Here is my own understanding, based on not one, but actually two separate involvements with Tuxedo predecessors while working at AT&T. In 1985 or 1986, I was working on a project at AT&T as a contractor where they were developing a system for PBX's using a platform called "CORE" (I forget now what that stood for). It used Packet Manipulation Langauge (PML) to store and retrieve information. The PML packets were passed using the same Bulletin Board mechanism referred to in the article. There were several layers to the CORE system, including the user level APIs as well as interfaces for the data storage which was specified by something called Database Manipulation Language (DML). The physical storage layer implementation (called Physical Layer), as I recall, could be separated from the logical implementation (called Logical Layer) of the data. At that time, there was only one of each, but it opened the possibility of very diverse and varied solutions for any number of hardware platforms and applications requirements.

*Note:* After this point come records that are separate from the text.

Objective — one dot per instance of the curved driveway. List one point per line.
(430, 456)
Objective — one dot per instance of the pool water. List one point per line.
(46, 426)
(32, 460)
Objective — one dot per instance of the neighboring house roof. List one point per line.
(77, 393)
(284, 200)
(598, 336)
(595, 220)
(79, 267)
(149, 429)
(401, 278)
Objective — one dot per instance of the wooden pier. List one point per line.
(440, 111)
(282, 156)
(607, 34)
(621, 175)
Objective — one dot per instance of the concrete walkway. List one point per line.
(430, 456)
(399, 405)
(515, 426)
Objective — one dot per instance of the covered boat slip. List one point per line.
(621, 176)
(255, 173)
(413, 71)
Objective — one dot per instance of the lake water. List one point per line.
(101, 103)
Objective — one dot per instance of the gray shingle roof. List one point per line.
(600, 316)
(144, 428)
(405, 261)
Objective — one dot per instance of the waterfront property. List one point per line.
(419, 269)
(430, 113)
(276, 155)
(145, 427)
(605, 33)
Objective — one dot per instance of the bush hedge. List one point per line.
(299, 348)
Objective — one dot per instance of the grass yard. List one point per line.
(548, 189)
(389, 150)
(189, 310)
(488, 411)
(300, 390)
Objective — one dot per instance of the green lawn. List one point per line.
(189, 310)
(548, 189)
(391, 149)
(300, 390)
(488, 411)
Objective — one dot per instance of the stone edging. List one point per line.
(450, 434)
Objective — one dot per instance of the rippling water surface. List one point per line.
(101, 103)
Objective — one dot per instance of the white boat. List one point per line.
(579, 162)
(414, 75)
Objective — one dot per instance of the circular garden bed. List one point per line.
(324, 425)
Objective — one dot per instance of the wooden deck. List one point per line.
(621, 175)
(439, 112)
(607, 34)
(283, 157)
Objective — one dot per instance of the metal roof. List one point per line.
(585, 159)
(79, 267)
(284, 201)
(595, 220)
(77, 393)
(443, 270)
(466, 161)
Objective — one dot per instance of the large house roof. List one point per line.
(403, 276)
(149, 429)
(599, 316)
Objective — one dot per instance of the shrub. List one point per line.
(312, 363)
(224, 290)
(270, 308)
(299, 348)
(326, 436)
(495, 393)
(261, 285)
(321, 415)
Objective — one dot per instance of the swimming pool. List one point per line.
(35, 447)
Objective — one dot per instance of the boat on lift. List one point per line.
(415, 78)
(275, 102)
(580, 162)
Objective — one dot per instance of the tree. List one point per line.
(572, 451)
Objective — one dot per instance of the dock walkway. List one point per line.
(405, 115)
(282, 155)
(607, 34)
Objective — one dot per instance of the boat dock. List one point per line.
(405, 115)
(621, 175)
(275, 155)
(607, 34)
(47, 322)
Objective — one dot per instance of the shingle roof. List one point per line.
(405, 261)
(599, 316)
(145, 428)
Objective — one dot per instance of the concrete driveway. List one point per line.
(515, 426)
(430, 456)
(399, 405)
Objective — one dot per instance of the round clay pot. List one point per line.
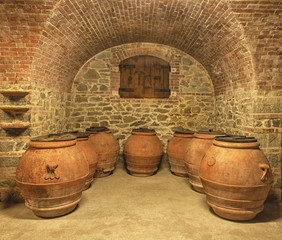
(143, 152)
(51, 175)
(88, 149)
(195, 151)
(176, 150)
(107, 148)
(236, 177)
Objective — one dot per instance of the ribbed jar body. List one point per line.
(107, 148)
(143, 152)
(176, 150)
(87, 147)
(51, 176)
(237, 178)
(195, 152)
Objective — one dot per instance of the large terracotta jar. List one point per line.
(107, 148)
(88, 148)
(51, 175)
(195, 152)
(176, 150)
(143, 152)
(236, 177)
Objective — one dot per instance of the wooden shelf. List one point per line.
(18, 125)
(18, 109)
(13, 93)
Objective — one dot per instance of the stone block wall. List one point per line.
(96, 102)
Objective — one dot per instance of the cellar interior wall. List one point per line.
(45, 44)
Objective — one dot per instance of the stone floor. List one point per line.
(121, 206)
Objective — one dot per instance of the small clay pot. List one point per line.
(143, 152)
(51, 175)
(236, 177)
(176, 150)
(195, 152)
(107, 148)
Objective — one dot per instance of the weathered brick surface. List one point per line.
(191, 104)
(44, 43)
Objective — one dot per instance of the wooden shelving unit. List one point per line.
(13, 93)
(15, 110)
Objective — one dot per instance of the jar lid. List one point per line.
(97, 129)
(184, 131)
(145, 130)
(212, 132)
(54, 138)
(81, 134)
(235, 139)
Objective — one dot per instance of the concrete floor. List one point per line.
(121, 206)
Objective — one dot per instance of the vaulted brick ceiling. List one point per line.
(75, 30)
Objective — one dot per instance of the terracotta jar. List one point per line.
(88, 149)
(143, 152)
(195, 151)
(51, 175)
(176, 150)
(236, 177)
(107, 148)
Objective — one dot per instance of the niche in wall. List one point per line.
(144, 76)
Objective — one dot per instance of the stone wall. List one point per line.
(95, 98)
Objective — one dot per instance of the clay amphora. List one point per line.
(107, 148)
(51, 175)
(195, 151)
(143, 152)
(87, 147)
(236, 177)
(176, 150)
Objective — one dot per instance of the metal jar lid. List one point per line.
(81, 134)
(184, 131)
(54, 138)
(97, 129)
(145, 130)
(235, 139)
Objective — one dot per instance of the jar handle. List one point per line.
(51, 171)
(264, 167)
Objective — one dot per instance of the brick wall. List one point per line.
(96, 101)
(44, 43)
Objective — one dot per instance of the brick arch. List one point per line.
(209, 32)
(167, 53)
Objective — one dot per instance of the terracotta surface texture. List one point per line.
(143, 153)
(195, 152)
(107, 148)
(236, 177)
(51, 177)
(176, 150)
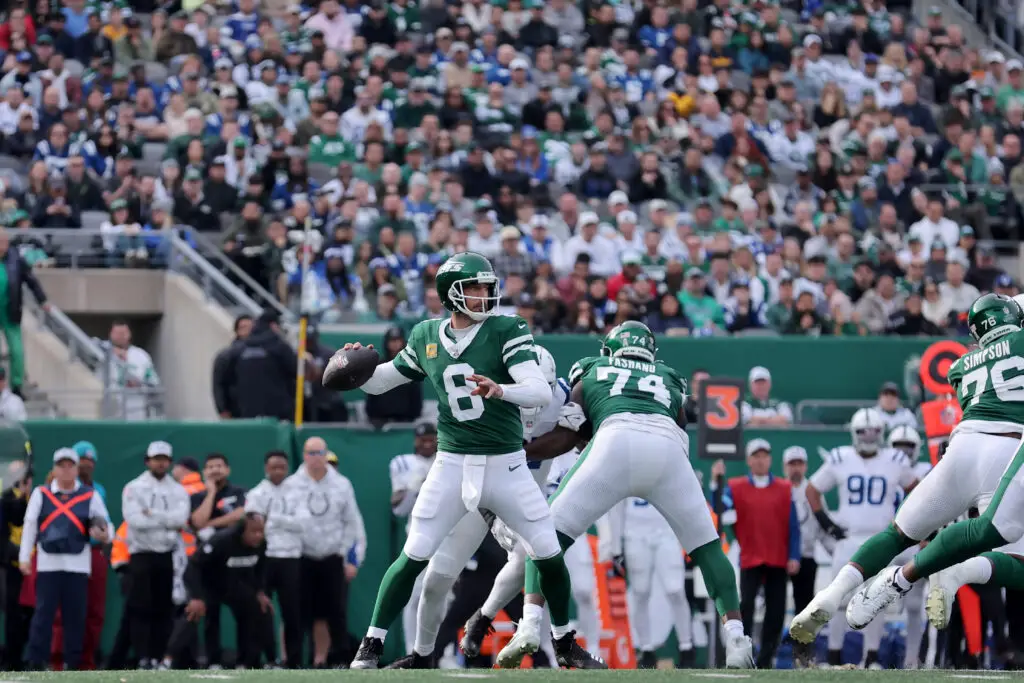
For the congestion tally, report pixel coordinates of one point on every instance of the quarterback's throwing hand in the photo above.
(485, 387)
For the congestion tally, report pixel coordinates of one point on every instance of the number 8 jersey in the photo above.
(868, 487)
(989, 382)
(613, 385)
(470, 425)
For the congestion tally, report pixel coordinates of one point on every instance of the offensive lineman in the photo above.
(483, 369)
(980, 449)
(462, 543)
(652, 552)
(408, 474)
(869, 477)
(989, 383)
(635, 406)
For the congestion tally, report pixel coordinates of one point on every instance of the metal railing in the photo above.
(809, 413)
(215, 285)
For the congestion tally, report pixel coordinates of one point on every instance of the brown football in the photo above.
(350, 370)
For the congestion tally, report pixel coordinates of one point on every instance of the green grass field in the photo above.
(535, 676)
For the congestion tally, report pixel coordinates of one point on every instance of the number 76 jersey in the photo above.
(868, 487)
(989, 382)
(614, 385)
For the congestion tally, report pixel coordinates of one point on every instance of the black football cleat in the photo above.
(477, 628)
(369, 654)
(570, 655)
(414, 660)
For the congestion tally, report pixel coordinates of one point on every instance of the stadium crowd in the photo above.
(709, 167)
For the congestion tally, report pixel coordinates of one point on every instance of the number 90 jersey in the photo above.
(613, 385)
(868, 487)
(989, 382)
(467, 424)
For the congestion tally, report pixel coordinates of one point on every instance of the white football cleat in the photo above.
(873, 598)
(739, 652)
(805, 626)
(941, 595)
(525, 641)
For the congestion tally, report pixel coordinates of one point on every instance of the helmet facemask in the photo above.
(867, 438)
(460, 299)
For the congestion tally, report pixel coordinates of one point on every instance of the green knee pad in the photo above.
(718, 574)
(957, 543)
(880, 550)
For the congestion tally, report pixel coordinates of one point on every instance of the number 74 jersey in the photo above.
(614, 385)
(989, 382)
(868, 488)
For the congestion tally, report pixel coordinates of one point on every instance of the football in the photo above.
(350, 370)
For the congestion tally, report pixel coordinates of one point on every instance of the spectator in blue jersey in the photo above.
(408, 265)
(654, 36)
(54, 210)
(55, 150)
(245, 22)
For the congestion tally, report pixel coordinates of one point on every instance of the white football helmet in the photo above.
(906, 439)
(547, 363)
(866, 430)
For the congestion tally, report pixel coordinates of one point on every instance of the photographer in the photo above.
(231, 566)
(62, 517)
(219, 507)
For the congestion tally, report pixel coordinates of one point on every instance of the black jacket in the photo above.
(223, 394)
(197, 214)
(261, 374)
(224, 563)
(402, 403)
(12, 509)
(19, 274)
(42, 219)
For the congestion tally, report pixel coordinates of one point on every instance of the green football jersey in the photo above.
(989, 382)
(613, 385)
(470, 425)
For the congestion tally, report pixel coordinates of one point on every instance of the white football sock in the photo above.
(974, 570)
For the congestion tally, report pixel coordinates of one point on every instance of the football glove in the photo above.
(571, 417)
(503, 535)
(828, 526)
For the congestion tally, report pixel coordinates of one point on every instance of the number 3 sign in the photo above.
(720, 428)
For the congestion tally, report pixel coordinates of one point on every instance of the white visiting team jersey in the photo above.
(868, 487)
(642, 518)
(408, 473)
(538, 423)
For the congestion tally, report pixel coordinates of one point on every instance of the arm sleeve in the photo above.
(30, 527)
(529, 389)
(390, 375)
(132, 511)
(795, 553)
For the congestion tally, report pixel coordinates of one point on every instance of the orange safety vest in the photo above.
(193, 483)
(119, 548)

I was only on that project for about 6 months. A few years later, about 1988 or so, I was working at another location at AT&T, this time as an employee, in the Unix Technical Support Division (UTSD) in Piscataway, NJ. That division supported a number of commercial and internal software products for the Unix platform. My group was responsible for databases, and I was assigned to the Tuxedo /T package (a coworker supported the /D). As I read the documentation, which included a description of FML, I recognized the format and recalled some of the names used in the examples, and I remembered having worked on a very similar product! I put in a call to someone who had worked on the other project and he confirmed that, indeed, some of the developers of the CORE tool they were using split off to create the Tuxedo product. So there was a connection. The FML had been renamed from PML, and maybe a couple of other changes. The basic database and TP monitor (Bulletin Board) were for the most part architecturally identical. Essentially, I was supporting the same architecture as the other project had been using.
At that time, there was talk of replacing the database portion, called "the Dux" until version 3.0, and thereafter "/D." The /D portion, it seems to me now, pretty much what is today called a "NoSQL" database... I've also heard it referred to as Codasyl and maybe some other descriptions. The flexibility of the CORE/Tuxedo architecture would easily permit that to happen, too. RDBMS was all the rage in the late 1980's so this seemed justified, and my group worked on Informix, Ingress, Teradata, and a few others so we could try integrating these with /T and compare performance. This was easily accomplished, though I'm not sure if we every thoroughly benchmarked all of them against one another using the TP monitor (first called "the Tux", then "/T" from Tuxedo 3.0 on). It is very interesting to see Oracle and others patting themselves on the back for cleverly inserting Tuxedo's TP monitor into their line as middleware interfacing to myriad other DBMS's when we had been doing that a good 20 years before.
I am not too clear on what Novell did with Tuxedo, but I think I heard that when BEA got it, they dropped the database (/D) completely, leaving the product solely a TP monitor. The reason I mention this part is that the wiki page on NoSQL does not mention /D or Dux, DML, or related. I wonder if this now forgotten part of the history belongs on that page being that it was sort of a fore-runner of the current offerings (just for completeness).